The Ugandan army, even with U.S. advisers, is a flawed and uncertain instrument for defeating the LRA. Due to its record of abuses and failures to protect civilians, the governments and populations of the LRA-affected countries distrust it. That Kony no longer presents a direct threat to its interests leaves room for scepticism about Kampala’s political will to see the military job through to the end. But the Ugandan army is also essential, because no one else is prepared to send competent combat troops to do the job. U.S. support, both military and political, is important but may be short-lived. AU money and civilian programs are helpful but cannot stop LRA violence.

Uganda, with U.S. advice and support, should, therefore, lose no time in launching a reinvigorated attack on the LRA, if possible while most of the group’s senior commanders and fighters are still in the CAR and before they can return to the DRC’s more restrictive operational environment. A key part of the advice the U.S. should press on the Ugandan army is the need to prioritise protecting civilians, provide access to humanitarian agencies and accept stricter accountability for its actions.

At the same time, if this new activism is to succeed, the AU must break its political deadlock and put its initiative in play. Adding the AU to the equation is vital to rally the political commitment of Uganda, the DRC, the CAR and South Sudan by giving the undertaking clear continent-wide legitimacy. The central elements of the initiative should be appointment of a special envoy to smooth relations between Kinshasa and Kampala and authorisation of a multinational and multi-dimensional mission – what AU planners call the Regional Intervention Force (RIF). This will likely involve only those troop contributors presently engaged against the LRA, primarily the Ugandans, but should introduce a new, common operational and legal framework for the Ugandan and host armies and create new military structures to improve coordination between them. Once the RIF exists, their anti-LRA efforts should be placed under its umbrella.
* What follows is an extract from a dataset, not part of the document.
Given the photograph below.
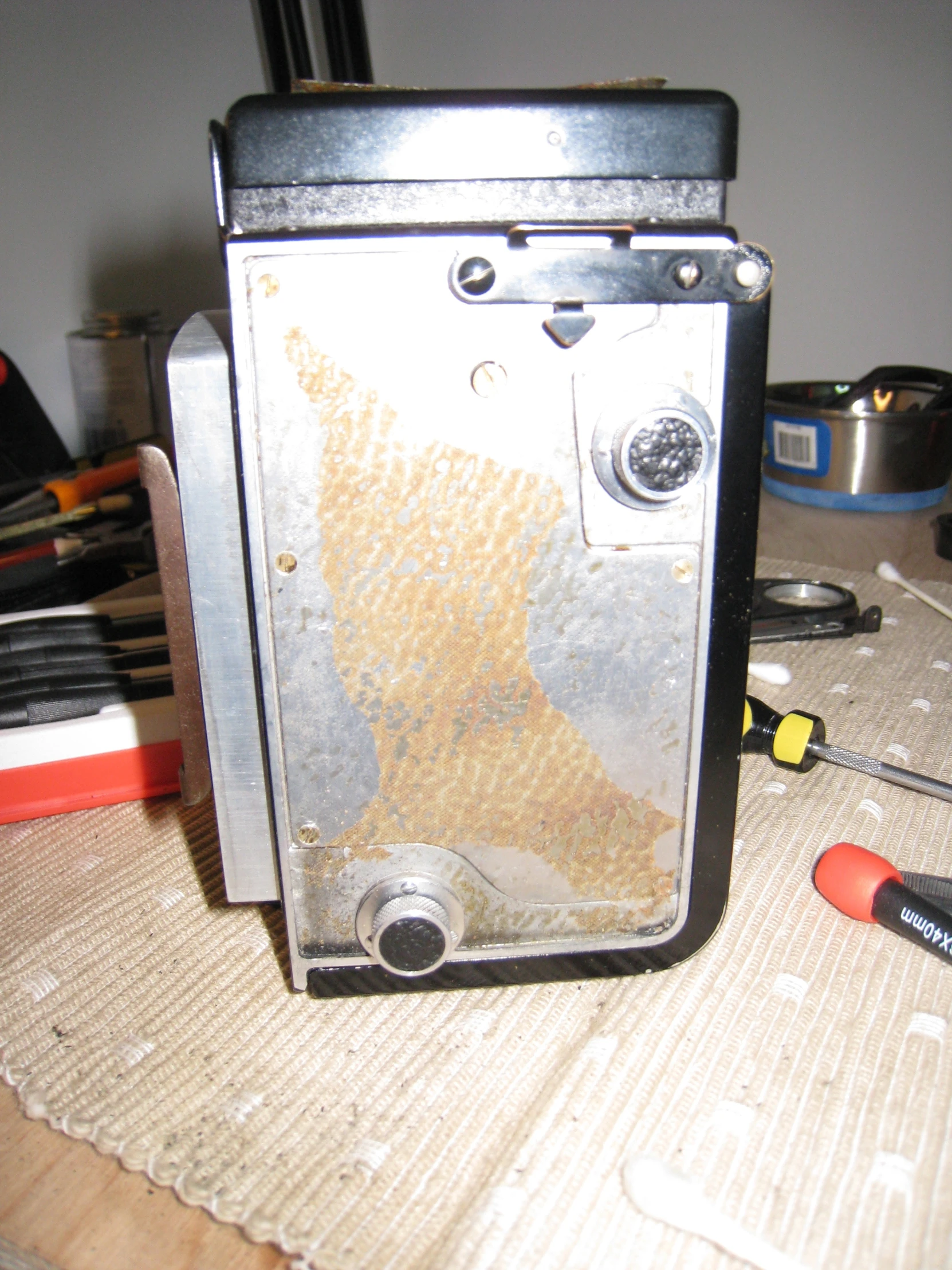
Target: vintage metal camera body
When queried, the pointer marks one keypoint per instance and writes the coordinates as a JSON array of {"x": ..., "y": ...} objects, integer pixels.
[{"x": 471, "y": 560}]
The AU planners should work closely with the U.S. to ensure that from the start the African organisation’s initiative prioritises the same principles as Washington needs to press bilaterally on the Ugandan army. Donors, particularly the EU, should meanwhile fund complementary civilian work, especially to entice LRA fighters to leave the bush. Only such a multi-dimensional approach is likely to bring peace to the tri-border area and begin the slow task of healing the physical and social wounds the long LRA nightmare has inflicted.